Cada indivíduo tem um modo original de conformar-se, ao Senhor que modula cada
um de nós pela inspiração incessante do Espírito Santo e é isto sinal visível
dum humanismo devoto que percorre o ciclo: iniciativa de Deus, resposta humana;
amor de Deus, caridade humana e assim progressivamente.
Vê-se então, claramente
entendido, que discernimento é a arte da vida espiritual, na qual eu compreendo
como Deus se comunica comigo e a verdadeira resposta que a Ele devo oferecer.
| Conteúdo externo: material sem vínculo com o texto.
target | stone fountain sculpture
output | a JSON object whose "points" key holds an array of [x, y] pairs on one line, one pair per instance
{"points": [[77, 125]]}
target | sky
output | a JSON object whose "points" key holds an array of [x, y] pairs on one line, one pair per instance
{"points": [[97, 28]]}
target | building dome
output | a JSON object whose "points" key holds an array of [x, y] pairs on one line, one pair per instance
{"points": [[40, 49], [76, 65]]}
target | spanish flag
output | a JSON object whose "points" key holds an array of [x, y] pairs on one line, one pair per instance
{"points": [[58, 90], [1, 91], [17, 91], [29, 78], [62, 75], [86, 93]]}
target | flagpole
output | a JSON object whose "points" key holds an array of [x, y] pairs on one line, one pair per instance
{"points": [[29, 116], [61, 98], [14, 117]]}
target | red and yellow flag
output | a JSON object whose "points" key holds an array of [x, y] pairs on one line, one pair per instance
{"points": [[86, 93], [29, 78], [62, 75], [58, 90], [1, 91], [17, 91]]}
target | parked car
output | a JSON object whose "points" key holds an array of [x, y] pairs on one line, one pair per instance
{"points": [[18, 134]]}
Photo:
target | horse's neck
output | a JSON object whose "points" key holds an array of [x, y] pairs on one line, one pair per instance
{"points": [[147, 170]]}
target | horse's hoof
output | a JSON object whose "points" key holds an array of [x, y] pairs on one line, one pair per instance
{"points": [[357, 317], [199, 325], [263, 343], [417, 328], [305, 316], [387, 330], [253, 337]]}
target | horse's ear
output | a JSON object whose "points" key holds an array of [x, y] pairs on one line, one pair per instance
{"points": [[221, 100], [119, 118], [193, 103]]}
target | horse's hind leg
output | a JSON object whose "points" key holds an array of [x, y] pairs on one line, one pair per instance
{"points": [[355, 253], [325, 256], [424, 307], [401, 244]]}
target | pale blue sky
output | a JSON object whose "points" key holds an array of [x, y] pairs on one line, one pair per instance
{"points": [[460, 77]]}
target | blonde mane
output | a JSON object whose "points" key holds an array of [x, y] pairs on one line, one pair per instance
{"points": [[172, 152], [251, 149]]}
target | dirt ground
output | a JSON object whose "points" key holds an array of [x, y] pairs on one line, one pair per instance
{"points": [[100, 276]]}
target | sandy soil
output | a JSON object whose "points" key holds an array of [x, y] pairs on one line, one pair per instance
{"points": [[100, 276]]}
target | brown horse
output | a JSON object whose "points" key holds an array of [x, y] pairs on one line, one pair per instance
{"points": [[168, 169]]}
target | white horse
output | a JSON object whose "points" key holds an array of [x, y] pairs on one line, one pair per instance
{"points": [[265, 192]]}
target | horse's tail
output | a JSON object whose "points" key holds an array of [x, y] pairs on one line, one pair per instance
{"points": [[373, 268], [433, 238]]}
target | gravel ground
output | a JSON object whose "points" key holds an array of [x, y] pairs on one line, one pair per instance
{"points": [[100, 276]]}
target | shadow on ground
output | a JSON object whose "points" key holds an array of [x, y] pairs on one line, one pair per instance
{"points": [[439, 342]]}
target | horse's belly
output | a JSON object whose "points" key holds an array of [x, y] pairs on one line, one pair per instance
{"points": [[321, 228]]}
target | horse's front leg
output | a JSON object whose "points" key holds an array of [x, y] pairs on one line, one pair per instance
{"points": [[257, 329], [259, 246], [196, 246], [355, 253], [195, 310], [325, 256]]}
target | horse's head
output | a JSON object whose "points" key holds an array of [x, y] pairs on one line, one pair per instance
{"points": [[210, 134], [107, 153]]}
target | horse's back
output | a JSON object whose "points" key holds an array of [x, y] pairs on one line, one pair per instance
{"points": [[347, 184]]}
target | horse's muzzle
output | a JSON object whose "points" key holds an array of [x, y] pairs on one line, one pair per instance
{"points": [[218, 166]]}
Há uma inteligência contemplativa. Uma via contemplativa e sapiencial que nos
protege dos desvios, do fundamentalismo, dos exageros e nos situa num contínuo
crescimento nas virtudes. Deste modo, somente pode-se assumir a vontade de Deus
em nossa vida na medida em que formos capazes de sermos adultos na fé e assim,
não haverá espaço para comércio com Deus ou excesso de amor próprio que
determina como deve ser este ou aquele acontecimento. Seremos pessoas livres,
capazes de andar com fé pela vida, de transcender a nós mesmos, reconhecer-nos
pessoas amadas e por isso amantes, não simplesmente na idéia, mas, no concreto
do cotidiano.
Discernir o bem do mal, o bom do
ruim, o motivo e as conseqüências de cada ato, mesmo se foi omisso, sem a
pesada idéia moral de julgamento e condenação, tendo em mente o olhar cuidadoso
de um Deus que ama sem medida e de um ser humano, embora imperfeito, mas
querido e amado pelo seu Deus, é atitude que revela fé madura e conhecimento de
si. Ser quem se é e sê-lo perfeitamente, como ensina São Francisco de Sales, é
processo de filtragem de todas as coisas, para ficar somente com o essencial, é
sinal de sabedoria, de beleza e de virtude. E o mais bonito é que nesse
processo vamos encontrar a santidade, esse dom revelado a cada pequena tarefa
na casa que somos, na casa que temos, a cada simples gesto de lapidação como,
ser mais paciente, sorridente, mais disponível para ajudar as pessoas. A cada
passo, o discernimento espiritual nos conduzirá a configurar-nos a Cristo. Isso
implicará sofrimento por ver a dor do irmão abandonado, tratado com indiferença
e espoliado pelos poderosos desse mundo ou para descobrirmo-nos também nessas
atitudes e pôr-nos em processo de conversão à luz do rosto misericordioso do
Pai querido. No fim tudo é graça, e o caminho que parecia longo e difícil,
fez-se singular, o que era amargo torna-se doce, pois em companhia Daquele que
é a razão, se tem sempre o impulso necessário.
Trilhar pelos caminhos da
verdadeira devoção é comprometer-se em ser melhor a cada dia, segundo o
Evangelho. Por isso a importância de discernir corajosamente o que me faz ser
mais fiel ao Cristo. Em casa, na Igreja, no trabalho, no lazer, como já foi
dito, há sempre o perigo de confundirmos nossa vontade pessoal, nossos
interesses e limitações com a Vontade de Deus. É nessas horas em que invocamos
o auxílio do Espírito Santo, buscamos ajuda de alguém para pôr mais luz na
estrada, a fim de decidir pela melhor perspectiva da santidade e do amor que
torna tudo pleno. E quando o discernimento tornar-se muito difícil ouviremos
mais uma vez o sábio conselho de nosso santo: Fique em Paz, o mesmo Deus que o colocou nessa situação, o
conduzirá com sua mão, até o fim. Fique em paz.